A Polícia Civil do Paraná concluiu que não houve motivação política no assassinato do tesoureiro do PT em Foz do Iguaçu, no oeste do Paraná. Jorge Guaranho foi indiciado por homicídio duplamente qualificado, por motivo torpe e causar perigo comum, de acordo com a delegada Camila Cecconello.
O crime aconteceu no sábado (9). Marcelo Arruda, de 50 anos, foi morto a tiros na própria festa de aniversário, que tinha como tema o Partido dos Trabalhadores (PT) e o ex-presidente Lula.
O que diz a Polícia
A delegada afirmou que Guaranho atirou contra Marcelo por ter se sentindo ofendido, já que o petista jogou um punhado de terra e pedra contra o carro dele, após provocação política.
Entretanto, a policial afirma que a morte não foi provocada por motivo político, por ter entendido que os disparos tenham sido feitos após uma escalada na discussão.
“Para você enquadrar em crime político, tem que enquadrar em alguns requisitos. É complicado a gente dizer que esse homicídio ocorreu porque o autor queria impedir os direitos políticos da vítima. Parece mais uma coisa que se tornou pessoal”, afirmou Camila.

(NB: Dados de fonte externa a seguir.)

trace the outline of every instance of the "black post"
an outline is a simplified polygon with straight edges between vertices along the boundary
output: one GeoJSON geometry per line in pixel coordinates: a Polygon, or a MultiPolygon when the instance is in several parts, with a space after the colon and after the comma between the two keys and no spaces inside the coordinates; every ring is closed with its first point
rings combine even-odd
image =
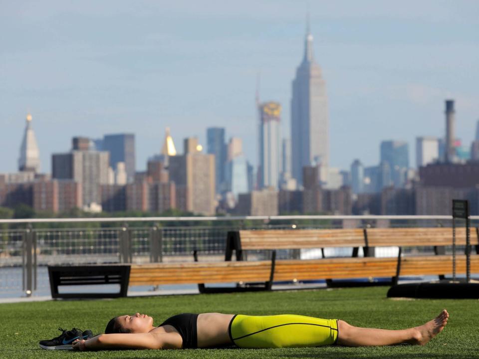
{"type": "Polygon", "coordinates": [[[453,279],[456,279],[456,223],[455,218],[466,219],[466,280],[471,280],[471,230],[469,202],[464,199],[453,199],[453,279]]]}
{"type": "MultiPolygon", "coordinates": [[[[469,207],[469,206],[468,206],[469,207]]],[[[469,208],[466,218],[466,281],[471,283],[471,229],[469,208]]]]}

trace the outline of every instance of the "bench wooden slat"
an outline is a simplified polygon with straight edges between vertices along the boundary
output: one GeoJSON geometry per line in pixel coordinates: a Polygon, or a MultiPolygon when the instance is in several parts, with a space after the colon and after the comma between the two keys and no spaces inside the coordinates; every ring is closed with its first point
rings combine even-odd
{"type": "Polygon", "coordinates": [[[270,261],[133,265],[130,285],[266,282],[270,261]]]}
{"type": "MultiPolygon", "coordinates": [[[[456,272],[466,272],[466,256],[456,256],[456,272]]],[[[479,256],[471,256],[471,271],[479,273],[479,256]]],[[[401,275],[450,274],[453,272],[453,256],[451,255],[404,257],[401,264],[401,275]]]]}
{"type": "Polygon", "coordinates": [[[392,277],[396,275],[397,264],[396,258],[278,260],[274,269],[274,280],[392,277]]]}
{"type": "MultiPolygon", "coordinates": [[[[475,229],[471,230],[473,245],[478,244],[475,229]]],[[[449,227],[368,228],[366,232],[371,247],[448,246],[453,243],[453,229],[449,227]]],[[[466,244],[466,228],[456,229],[456,240],[458,245],[466,244]]]]}
{"type": "Polygon", "coordinates": [[[242,249],[288,249],[364,245],[361,228],[240,230],[242,249]]]}

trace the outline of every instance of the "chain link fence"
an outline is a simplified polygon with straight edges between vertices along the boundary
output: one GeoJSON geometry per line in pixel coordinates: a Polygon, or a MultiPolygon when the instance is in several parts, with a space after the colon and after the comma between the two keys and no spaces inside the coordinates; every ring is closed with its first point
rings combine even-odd
{"type": "MultiPolygon", "coordinates": [[[[209,220],[207,224],[195,222],[195,218],[161,223],[152,223],[151,219],[145,218],[144,223],[125,222],[121,226],[105,227],[101,226],[105,225],[105,220],[96,223],[90,221],[96,226],[94,228],[74,227],[76,223],[73,222],[68,223],[72,228],[35,228],[36,223],[14,223],[10,226],[23,227],[0,230],[0,297],[19,297],[25,293],[30,295],[35,291],[47,291],[48,265],[191,262],[194,260],[194,251],[198,252],[200,261],[224,260],[227,235],[231,230],[450,227],[452,223],[452,218],[447,216],[426,219],[412,216],[405,219],[404,216],[385,218],[373,216],[366,218],[318,216],[277,218],[269,220],[243,218],[229,221],[218,218],[209,220]]],[[[478,224],[478,219],[473,219],[472,235],[476,235],[473,231],[478,224]]],[[[52,227],[58,223],[52,223],[52,227]]],[[[457,225],[463,225],[460,221],[457,225]]],[[[3,225],[4,228],[5,225],[3,225]]],[[[464,249],[462,247],[457,248],[459,252],[464,249]]],[[[351,256],[352,251],[352,248],[348,248],[284,250],[278,251],[277,257],[345,257],[351,256]]],[[[410,255],[431,254],[434,251],[432,247],[405,248],[402,253],[410,255]]],[[[395,257],[398,251],[397,247],[376,248],[375,255],[395,257]]],[[[452,245],[446,247],[446,253],[451,252],[452,245]]],[[[260,259],[268,258],[270,253],[250,251],[247,254],[250,258],[260,259]]],[[[361,255],[360,249],[359,255],[361,255]]]]}

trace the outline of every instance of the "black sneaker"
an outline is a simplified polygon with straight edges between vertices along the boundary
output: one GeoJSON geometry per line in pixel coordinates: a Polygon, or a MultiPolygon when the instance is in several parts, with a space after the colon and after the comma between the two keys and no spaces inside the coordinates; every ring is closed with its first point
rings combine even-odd
{"type": "Polygon", "coordinates": [[[86,331],[83,332],[83,334],[82,336],[83,337],[83,339],[86,340],[87,339],[92,338],[94,336],[91,330],[89,329],[87,329],[86,331]]]}
{"type": "MultiPolygon", "coordinates": [[[[41,341],[39,343],[40,347],[47,350],[71,350],[73,349],[71,344],[83,337],[81,331],[76,328],[71,331],[58,328],[58,330],[61,331],[60,336],[49,340],[41,341]]],[[[88,331],[91,333],[91,331],[88,331]]]]}

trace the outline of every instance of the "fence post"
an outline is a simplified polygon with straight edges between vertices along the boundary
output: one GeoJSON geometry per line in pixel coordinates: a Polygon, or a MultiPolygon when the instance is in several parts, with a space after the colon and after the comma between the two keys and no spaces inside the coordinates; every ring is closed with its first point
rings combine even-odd
{"type": "Polygon", "coordinates": [[[131,231],[127,223],[120,231],[120,263],[131,263],[131,231]]]}
{"type": "MultiPolygon", "coordinates": [[[[359,219],[343,219],[342,227],[343,228],[357,228],[360,227],[361,221],[359,219]]],[[[324,249],[321,248],[323,253],[323,258],[324,258],[324,249]]],[[[352,257],[357,257],[358,253],[359,251],[359,247],[353,247],[353,253],[352,257]]]]}
{"type": "Polygon", "coordinates": [[[161,229],[157,225],[150,229],[150,261],[152,263],[162,262],[161,229]]]}
{"type": "Polygon", "coordinates": [[[23,233],[23,290],[27,297],[30,297],[34,289],[36,288],[36,268],[33,266],[36,265],[36,243],[34,243],[34,238],[32,231],[31,225],[27,225],[23,233]]]}

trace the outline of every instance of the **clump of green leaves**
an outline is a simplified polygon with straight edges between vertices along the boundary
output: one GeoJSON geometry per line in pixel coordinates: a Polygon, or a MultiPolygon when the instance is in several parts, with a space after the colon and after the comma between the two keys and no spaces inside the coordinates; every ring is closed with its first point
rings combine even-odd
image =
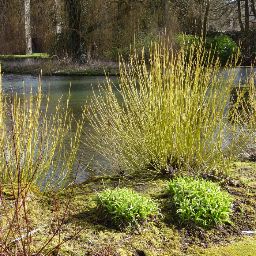
{"type": "Polygon", "coordinates": [[[204,229],[223,222],[232,223],[229,215],[233,200],[215,183],[181,176],[166,182],[182,223],[191,220],[204,229]]]}
{"type": "Polygon", "coordinates": [[[92,201],[98,203],[98,207],[104,204],[104,211],[112,214],[115,223],[119,221],[130,228],[134,224],[139,226],[143,220],[152,218],[155,214],[162,216],[158,203],[125,187],[113,191],[107,189],[92,201]]]}

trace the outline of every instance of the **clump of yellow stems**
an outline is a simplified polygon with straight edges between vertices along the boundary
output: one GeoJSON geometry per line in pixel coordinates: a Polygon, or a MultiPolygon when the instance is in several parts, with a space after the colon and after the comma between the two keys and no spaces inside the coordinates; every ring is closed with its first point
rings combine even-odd
{"type": "Polygon", "coordinates": [[[85,115],[76,122],[71,131],[73,119],[66,106],[59,101],[55,113],[48,114],[49,95],[46,108],[40,110],[43,95],[39,78],[35,97],[32,91],[28,98],[4,93],[0,73],[0,178],[1,184],[31,184],[45,192],[52,188],[63,189],[72,170],[85,115]],[[70,138],[69,152],[63,139],[70,138]]]}
{"type": "Polygon", "coordinates": [[[243,93],[229,104],[239,53],[221,69],[219,60],[210,59],[203,42],[190,49],[184,43],[178,53],[162,41],[155,45],[149,69],[135,51],[128,69],[120,58],[116,87],[121,104],[109,78],[106,86],[99,85],[101,94],[94,94],[89,115],[97,135],[92,135],[91,145],[119,174],[214,169],[228,175],[230,161],[248,143],[242,136],[236,143],[233,139],[241,126],[234,113],[239,113],[243,93]]]}

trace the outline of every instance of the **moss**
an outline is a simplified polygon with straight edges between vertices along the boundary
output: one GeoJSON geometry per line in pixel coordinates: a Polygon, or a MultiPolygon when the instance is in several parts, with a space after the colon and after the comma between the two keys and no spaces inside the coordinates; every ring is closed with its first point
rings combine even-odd
{"type": "MultiPolygon", "coordinates": [[[[157,177],[151,180],[151,177],[144,177],[142,178],[139,176],[134,176],[127,177],[133,182],[121,178],[120,187],[125,187],[132,189],[146,197],[158,200],[161,204],[159,208],[164,219],[155,217],[153,219],[145,221],[139,228],[134,228],[130,230],[121,225],[115,225],[112,222],[110,216],[106,215],[106,212],[101,211],[80,233],[80,235],[76,238],[75,241],[74,239],[71,240],[61,246],[59,253],[64,256],[70,255],[75,244],[75,251],[77,252],[76,255],[84,255],[85,251],[88,249],[94,249],[95,252],[97,250],[103,250],[97,244],[102,248],[105,248],[104,245],[110,244],[113,250],[119,251],[120,255],[132,256],[133,254],[135,255],[134,253],[136,253],[139,255],[150,256],[222,256],[223,253],[226,253],[227,251],[232,256],[251,256],[251,254],[245,252],[246,249],[251,252],[253,243],[255,247],[255,240],[242,240],[239,242],[237,241],[241,240],[242,236],[240,231],[255,230],[254,202],[255,181],[255,174],[249,168],[255,168],[255,163],[237,161],[235,164],[235,166],[232,164],[231,169],[234,178],[238,181],[238,185],[225,185],[221,188],[223,191],[227,191],[230,197],[235,199],[234,211],[230,217],[234,227],[226,224],[222,227],[204,230],[195,226],[192,223],[188,222],[182,225],[178,216],[176,214],[175,207],[172,203],[172,196],[165,191],[165,180],[167,179],[167,177],[157,177]],[[248,168],[246,169],[245,166],[248,168]],[[241,170],[241,169],[244,170],[241,170]],[[247,188],[242,182],[243,179],[247,178],[251,179],[248,185],[249,192],[247,188]],[[136,182],[147,183],[139,184],[136,182]],[[230,189],[228,190],[228,188],[230,189]],[[245,209],[243,216],[241,216],[240,214],[241,207],[245,209]],[[87,238],[92,242],[94,245],[90,244],[87,238]],[[235,240],[237,241],[223,246],[235,240]],[[216,246],[218,247],[218,249],[216,249],[216,246]],[[232,254],[232,249],[234,250],[237,254],[232,254]],[[241,254],[237,252],[239,250],[241,252],[239,253],[241,253],[241,254]]],[[[75,186],[75,193],[76,196],[74,198],[74,211],[72,216],[75,218],[77,227],[79,225],[83,226],[86,225],[96,214],[96,203],[89,202],[94,196],[94,188],[98,191],[103,189],[102,178],[104,180],[105,186],[111,189],[117,186],[119,178],[109,176],[91,176],[86,182],[75,186]]],[[[11,200],[11,193],[8,192],[6,188],[4,189],[6,195],[10,195],[10,196],[6,195],[5,199],[7,200],[8,198],[11,200]]],[[[67,195],[67,191],[59,194],[59,202],[66,202],[67,195]]],[[[51,211],[52,206],[49,200],[47,201],[46,207],[43,209],[39,205],[35,206],[30,212],[29,218],[33,227],[36,228],[40,226],[45,227],[40,233],[35,234],[33,239],[34,239],[35,244],[31,245],[31,249],[37,249],[37,243],[38,245],[41,242],[40,241],[44,241],[50,230],[49,227],[52,223],[51,220],[54,216],[54,212],[51,211]],[[33,247],[34,246],[34,248],[33,247]]],[[[67,226],[62,230],[60,233],[61,238],[64,238],[65,235],[66,237],[70,237],[74,233],[75,230],[73,221],[68,227],[67,226]],[[65,235],[66,232],[67,233],[65,235]]],[[[53,240],[52,246],[57,244],[57,237],[53,240]]],[[[229,255],[229,253],[226,255],[229,255]]],[[[92,253],[90,255],[93,255],[92,253]]],[[[88,253],[88,255],[90,254],[88,253]]],[[[255,255],[255,253],[253,255],[255,255]]]]}

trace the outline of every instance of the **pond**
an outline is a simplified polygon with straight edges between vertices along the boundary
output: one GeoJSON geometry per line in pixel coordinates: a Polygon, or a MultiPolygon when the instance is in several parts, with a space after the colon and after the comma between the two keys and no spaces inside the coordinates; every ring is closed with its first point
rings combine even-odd
{"type": "MultiPolygon", "coordinates": [[[[242,80],[244,80],[246,78],[247,72],[249,72],[250,68],[240,68],[238,70],[238,74],[237,82],[241,78],[242,80]]],[[[111,81],[115,85],[118,84],[118,79],[116,76],[110,77],[111,81]]],[[[44,95],[48,94],[50,84],[50,94],[52,98],[48,107],[49,113],[54,113],[56,106],[57,104],[58,99],[62,96],[61,101],[63,105],[66,102],[67,95],[70,87],[71,97],[69,100],[69,107],[74,110],[74,113],[76,118],[79,119],[82,116],[82,113],[81,106],[84,106],[86,102],[90,103],[90,97],[93,94],[93,90],[94,90],[96,94],[98,94],[98,82],[101,85],[106,82],[106,78],[104,76],[44,76],[42,78],[43,82],[42,84],[42,92],[44,95]]],[[[22,95],[23,94],[23,85],[25,93],[27,96],[30,94],[32,88],[32,92],[34,93],[37,91],[37,86],[38,84],[38,77],[31,76],[30,75],[19,75],[11,74],[5,74],[2,78],[2,87],[5,91],[10,91],[11,87],[15,88],[15,91],[18,94],[22,95]],[[32,86],[32,87],[31,87],[32,86]]],[[[117,91],[116,93],[117,93],[117,91]]],[[[116,93],[116,95],[118,94],[116,93]]],[[[121,102],[121,99],[120,98],[121,102]]],[[[44,111],[45,105],[45,97],[43,100],[42,110],[44,111]]],[[[84,131],[91,129],[89,124],[86,123],[84,127],[84,131]]],[[[83,135],[81,138],[82,141],[85,141],[86,135],[83,135]]],[[[68,141],[64,142],[64,143],[67,144],[68,141]]],[[[82,153],[83,145],[81,145],[78,153],[78,155],[82,153]]],[[[106,160],[102,156],[89,146],[86,148],[82,159],[83,164],[86,165],[91,160],[92,157],[93,159],[97,161],[104,169],[109,170],[110,166],[106,160]]],[[[101,174],[98,170],[98,166],[93,161],[91,161],[85,172],[81,175],[78,182],[82,182],[86,180],[90,175],[101,174]]],[[[75,173],[76,168],[75,168],[74,172],[71,175],[73,176],[75,173]]],[[[72,177],[70,177],[72,178],[72,177]]]]}

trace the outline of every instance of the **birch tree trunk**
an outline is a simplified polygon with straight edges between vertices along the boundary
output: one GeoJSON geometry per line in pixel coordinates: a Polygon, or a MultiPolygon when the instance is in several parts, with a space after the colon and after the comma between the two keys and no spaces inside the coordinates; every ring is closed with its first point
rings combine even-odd
{"type": "Polygon", "coordinates": [[[26,54],[32,53],[32,43],[30,30],[30,0],[24,0],[25,34],[26,36],[26,54]]]}
{"type": "Polygon", "coordinates": [[[59,34],[61,33],[61,26],[60,23],[59,11],[60,0],[55,0],[55,3],[56,4],[56,20],[57,21],[57,25],[56,25],[56,33],[57,34],[59,34]]]}

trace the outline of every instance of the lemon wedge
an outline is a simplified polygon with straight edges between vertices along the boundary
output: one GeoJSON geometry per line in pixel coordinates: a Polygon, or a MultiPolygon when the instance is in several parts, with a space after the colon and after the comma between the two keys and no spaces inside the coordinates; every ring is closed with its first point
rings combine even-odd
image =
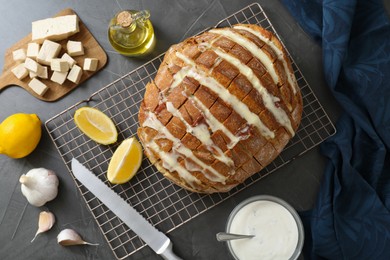
{"type": "Polygon", "coordinates": [[[107,179],[113,184],[130,181],[142,162],[142,146],[135,137],[124,140],[108,164],[107,179]]]}
{"type": "Polygon", "coordinates": [[[112,144],[118,139],[118,132],[112,120],[96,108],[77,109],[74,121],[85,135],[99,144],[112,144]]]}
{"type": "Polygon", "coordinates": [[[0,124],[0,154],[25,157],[37,147],[41,135],[41,120],[36,114],[13,114],[0,124]]]}

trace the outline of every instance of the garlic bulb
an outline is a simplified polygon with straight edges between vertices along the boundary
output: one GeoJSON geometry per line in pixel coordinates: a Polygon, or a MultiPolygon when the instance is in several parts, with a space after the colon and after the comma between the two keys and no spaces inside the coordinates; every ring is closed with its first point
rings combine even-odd
{"type": "Polygon", "coordinates": [[[57,236],[57,243],[61,246],[76,246],[76,245],[90,245],[98,246],[99,244],[92,244],[85,242],[80,235],[73,229],[64,229],[57,236]]]}
{"type": "Polygon", "coordinates": [[[22,194],[36,207],[53,200],[58,193],[57,175],[45,168],[31,169],[20,177],[19,182],[22,184],[22,194]]]}
{"type": "Polygon", "coordinates": [[[50,230],[53,227],[54,223],[55,223],[54,214],[49,211],[42,211],[39,214],[37,233],[35,233],[35,236],[33,240],[31,240],[31,242],[33,242],[39,234],[50,230]]]}

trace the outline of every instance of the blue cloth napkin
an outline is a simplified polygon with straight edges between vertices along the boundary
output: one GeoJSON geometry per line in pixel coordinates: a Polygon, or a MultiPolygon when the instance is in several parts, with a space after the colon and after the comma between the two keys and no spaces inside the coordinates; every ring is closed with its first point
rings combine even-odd
{"type": "Polygon", "coordinates": [[[306,259],[390,259],[390,23],[381,0],[282,0],[323,50],[344,109],[315,207],[301,214],[306,259]]]}

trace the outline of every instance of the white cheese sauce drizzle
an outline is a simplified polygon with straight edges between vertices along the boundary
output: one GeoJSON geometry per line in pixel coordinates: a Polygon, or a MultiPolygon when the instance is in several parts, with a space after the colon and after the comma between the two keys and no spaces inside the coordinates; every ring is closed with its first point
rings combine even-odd
{"type": "Polygon", "coordinates": [[[252,28],[249,28],[249,27],[246,27],[246,26],[240,26],[240,25],[234,26],[234,28],[250,32],[251,34],[255,35],[257,38],[259,38],[265,44],[267,44],[268,46],[270,46],[272,48],[272,50],[278,56],[278,60],[281,61],[282,64],[283,64],[284,71],[287,74],[288,83],[290,84],[290,87],[291,87],[291,89],[292,89],[292,91],[293,91],[293,93],[295,95],[297,93],[296,79],[295,79],[294,73],[292,71],[290,71],[290,69],[289,69],[289,67],[287,65],[287,61],[286,60],[288,59],[288,57],[286,57],[284,55],[284,53],[275,45],[274,42],[272,42],[270,39],[266,38],[260,32],[258,32],[256,30],[253,30],[252,28]]]}
{"type": "Polygon", "coordinates": [[[253,42],[247,40],[241,34],[231,31],[230,29],[213,29],[210,30],[211,33],[223,35],[229,40],[241,45],[245,49],[247,49],[254,57],[258,58],[260,62],[264,65],[268,73],[270,74],[272,80],[277,85],[279,82],[279,77],[276,73],[274,64],[272,60],[268,57],[265,52],[259,48],[253,42]]]}
{"type": "Polygon", "coordinates": [[[275,102],[280,101],[278,97],[271,95],[267,89],[261,84],[260,80],[257,78],[253,70],[248,67],[246,64],[242,63],[236,57],[222,51],[219,48],[212,47],[209,44],[204,44],[206,48],[213,50],[219,57],[226,60],[233,66],[235,66],[242,75],[244,75],[248,81],[252,84],[252,86],[257,90],[257,92],[261,95],[263,99],[263,103],[268,111],[274,116],[276,121],[284,126],[291,135],[294,135],[294,130],[291,125],[291,120],[288,117],[286,111],[284,111],[281,107],[277,107],[275,102]]]}
{"type": "Polygon", "coordinates": [[[229,156],[224,154],[221,148],[219,148],[213,142],[213,140],[211,139],[209,129],[206,124],[199,124],[197,126],[192,126],[183,118],[180,111],[174,107],[172,102],[167,102],[166,107],[168,112],[170,112],[173,116],[179,118],[184,123],[184,125],[186,126],[187,133],[190,133],[193,136],[195,136],[203,145],[206,146],[206,148],[210,152],[213,153],[214,158],[229,166],[232,166],[234,164],[233,160],[229,156]]]}
{"type": "MultiPolygon", "coordinates": [[[[160,122],[160,120],[158,120],[158,118],[156,117],[155,114],[153,114],[152,112],[149,112],[146,120],[144,121],[143,126],[152,128],[152,129],[156,130],[157,132],[162,133],[165,138],[167,138],[168,140],[170,140],[173,143],[172,153],[166,153],[165,158],[167,158],[168,161],[170,162],[169,163],[170,167],[177,168],[176,171],[180,174],[180,176],[183,179],[187,180],[188,176],[186,173],[188,173],[188,171],[185,170],[184,174],[182,174],[183,171],[180,171],[180,172],[178,171],[178,170],[182,170],[182,169],[180,169],[176,166],[176,165],[179,165],[179,163],[178,163],[177,157],[175,155],[172,155],[175,152],[184,155],[184,157],[191,159],[196,164],[198,164],[200,167],[202,167],[204,169],[204,171],[203,171],[204,175],[209,180],[215,181],[215,182],[221,182],[221,183],[225,182],[226,177],[224,175],[219,173],[217,170],[215,170],[210,165],[207,165],[206,163],[204,163],[202,160],[198,159],[194,155],[194,153],[192,152],[191,149],[188,149],[187,147],[185,147],[182,144],[180,139],[176,138],[175,136],[173,136],[171,134],[171,132],[169,132],[169,130],[160,122]]],[[[157,145],[157,147],[154,147],[153,150],[155,150],[156,152],[162,152],[158,145],[157,145]],[[155,150],[155,149],[157,149],[157,150],[155,150]]],[[[183,168],[183,167],[181,167],[181,168],[183,168]]]]}
{"type": "Polygon", "coordinates": [[[195,79],[201,85],[209,88],[214,93],[218,93],[219,98],[221,98],[225,103],[229,104],[234,109],[234,111],[236,111],[249,124],[257,127],[264,137],[268,139],[275,137],[275,133],[271,131],[266,125],[264,125],[258,115],[250,111],[246,104],[239,100],[235,95],[232,95],[216,79],[209,77],[205,72],[199,70],[193,60],[180,52],[176,52],[176,56],[189,65],[189,67],[186,68],[188,70],[188,77],[195,79]]]}

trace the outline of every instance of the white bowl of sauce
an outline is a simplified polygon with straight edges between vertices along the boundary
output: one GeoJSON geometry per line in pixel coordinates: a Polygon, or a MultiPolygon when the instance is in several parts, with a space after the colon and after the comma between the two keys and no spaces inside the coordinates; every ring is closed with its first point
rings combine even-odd
{"type": "Polygon", "coordinates": [[[238,204],[230,213],[227,233],[255,235],[227,241],[235,259],[295,260],[299,257],[304,230],[298,213],[284,200],[258,195],[238,204]]]}

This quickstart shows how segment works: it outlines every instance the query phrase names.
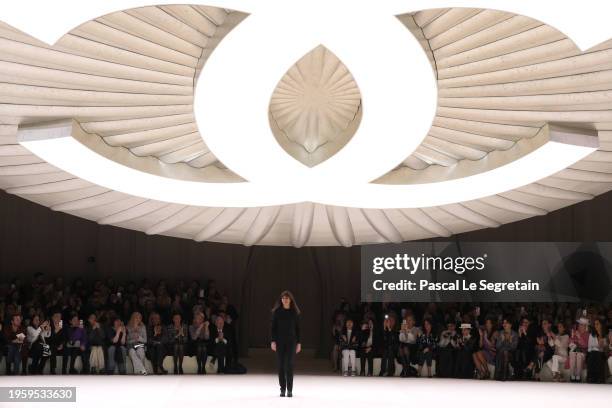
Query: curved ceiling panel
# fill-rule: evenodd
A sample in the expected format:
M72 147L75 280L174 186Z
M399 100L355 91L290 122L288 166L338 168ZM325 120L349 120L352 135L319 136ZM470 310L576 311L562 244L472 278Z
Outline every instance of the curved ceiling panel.
M359 126L360 116L361 94L355 79L322 45L289 69L270 101L274 137L308 167L344 147Z
M528 155L546 138L597 135L594 153L509 191L421 208L311 202L204 207L93 184L19 144L19 128L74 119L87 147L132 169L194 182L243 181L209 151L206 135L200 136L193 94L211 52L244 17L205 6L145 7L87 22L53 47L0 23L0 188L56 211L147 234L296 247L399 242L494 228L612 189L612 41L582 53L542 22L486 9L399 16L429 57L438 109L424 142L405 152L399 166L389 163L395 169L377 183L401 186L486 174ZM355 115L321 127L325 116L309 115L312 104L299 99L304 85L321 77L287 80L295 81L292 73L303 73L305 66L308 72L323 72L330 61L347 79L339 83L350 90L346 112ZM350 69L318 48L281 79L272 96L269 114L276 137L291 140L286 150L308 166L352 142L361 97L348 81ZM287 83L294 101L289 111L301 122L283 121L283 110L275 106L282 98L278 90ZM312 123L319 127L309 127ZM333 148L326 150L326 143Z

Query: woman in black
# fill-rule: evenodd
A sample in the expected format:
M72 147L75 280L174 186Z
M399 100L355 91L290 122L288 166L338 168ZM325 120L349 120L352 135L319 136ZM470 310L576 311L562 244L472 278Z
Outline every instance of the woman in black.
M289 291L280 294L272 309L272 335L270 347L278 357L280 396L292 397L293 359L302 350L300 345L300 309Z

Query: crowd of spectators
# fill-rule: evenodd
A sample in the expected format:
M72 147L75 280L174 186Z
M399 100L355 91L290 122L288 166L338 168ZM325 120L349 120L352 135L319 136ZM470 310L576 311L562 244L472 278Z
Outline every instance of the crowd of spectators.
M28 283L0 283L0 361L6 374L28 375L42 374L47 364L50 374L126 374L129 360L134 373L146 375L146 359L152 373L167 374L163 360L172 356L173 373L183 374L189 355L198 374L206 374L207 362L215 372L235 372L237 320L214 280L67 284L38 273Z
M575 303L361 303L342 299L332 365L345 376L605 383L612 374L612 307ZM584 369L586 368L586 376ZM586 378L585 378L586 377Z

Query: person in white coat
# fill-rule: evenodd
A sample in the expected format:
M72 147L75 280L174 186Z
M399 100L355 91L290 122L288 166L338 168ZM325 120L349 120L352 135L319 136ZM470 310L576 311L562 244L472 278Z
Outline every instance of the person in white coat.
M563 322L557 323L557 333L550 333L548 344L555 348L555 353L548 360L548 367L553 374L553 381L561 381L561 368L565 366L569 350L569 335Z

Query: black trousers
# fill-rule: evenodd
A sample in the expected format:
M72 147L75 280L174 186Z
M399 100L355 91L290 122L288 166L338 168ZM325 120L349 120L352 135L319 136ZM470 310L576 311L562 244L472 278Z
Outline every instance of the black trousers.
M295 360L295 342L276 342L278 358L278 384L282 391L293 390L293 362Z

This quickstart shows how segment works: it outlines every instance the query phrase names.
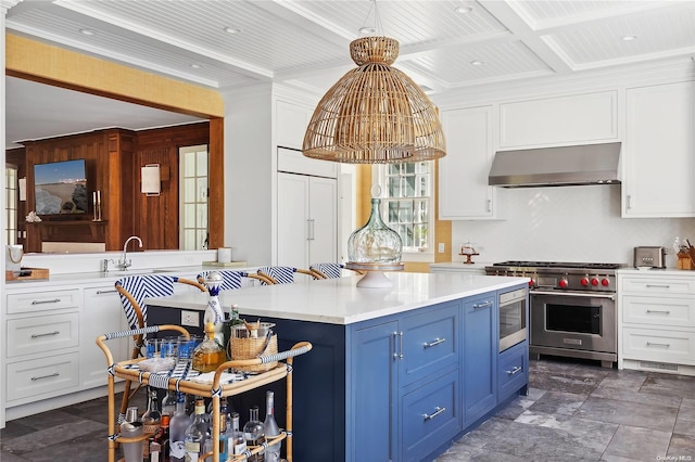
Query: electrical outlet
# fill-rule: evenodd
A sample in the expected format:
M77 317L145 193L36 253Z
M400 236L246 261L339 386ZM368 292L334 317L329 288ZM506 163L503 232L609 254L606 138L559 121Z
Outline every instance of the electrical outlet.
M189 328L200 328L200 323L198 322L198 311L181 310L181 325L188 325Z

Conforme a delegada Iane Cardoso, a Polícia Civil também abriu um inquérito para apurar as agressões sofridas por Jorge Guaranho após ele atirar contra Marcelo Arruda. Três pessoas são investigadas pelo caso.
A polícia também aguarda um laudo pericial para determinar a gravidade das agressões sofridas pelo policial penal federal.
Como tudo aconteceu, segundo a polícia
De acordo com a Polícia Civil, o policial penal estava em um churrasco quando soube que a festa de aniversário Marcelo ocorria na associação. Ele foi informado por outra pessoa que tinha acesso às câmeras de segurança do local.
Sem fazer comentários sobre o evento, conforme a delegada, Guaranho saiu do churrasco e foi para a festa de aniversário de Marcelo para fazer uma provocação. Testemunhas disseram que ele chegou em um carro com a esposa e um bebê.
A Polícia Civil concluiu, com base nos depoimentos, que Guaranho retornou algum tempo depois por ter se sentido humilhado. Quando ele voltou, o porteiro da associação tentou impedir que ele entrasse no local a pedido dos participantes da festa.
Pela análise das imagens, a discussão teve a seguinte sequência:
- Jorge Guaranho vai até a associação e, segundo testemunhas, coloca no carro uma música de apoio a Bolsonaro;
- Marcelo sai do salão de festas e atira um punhado de terra contra o carro do policial penal;
- Os dois começam a discutir;
- Guaranho deixa o local, e participantes da festa pedem para que o porteiro impeça a entrada dele, caso o policial volte;
- Guaranho volta ao local e o porteiro tenta impedir sua entrada;
- O policial abre o portão sozinho;
- Marcelo é avisado que o policial penal entrou;
- O petista carrega a arma e coloca na cintura;
- Guaranho estaciona o carro;
- Marcelo pega a arma;
- Guaranho também saca a arma de fogo;
- Pâmela, mulher de Marcelo, tenta intervir na discussão;
- Marcelo e Guaranho ordenam um ao outro para que abaixe a arma;
- Jorge Guaranho atira primeiro.
A delegada afirmou que o policial penal fez quatro disparos. Dois atingiram o tesoureiro do PT. Marcelo Arruda atirou 10 vezes, acertando quatro tiros contra o policial. O inquérito aponta que Marcelo tinha se armado para se defender, sabendo do provável retorno de Guaranho.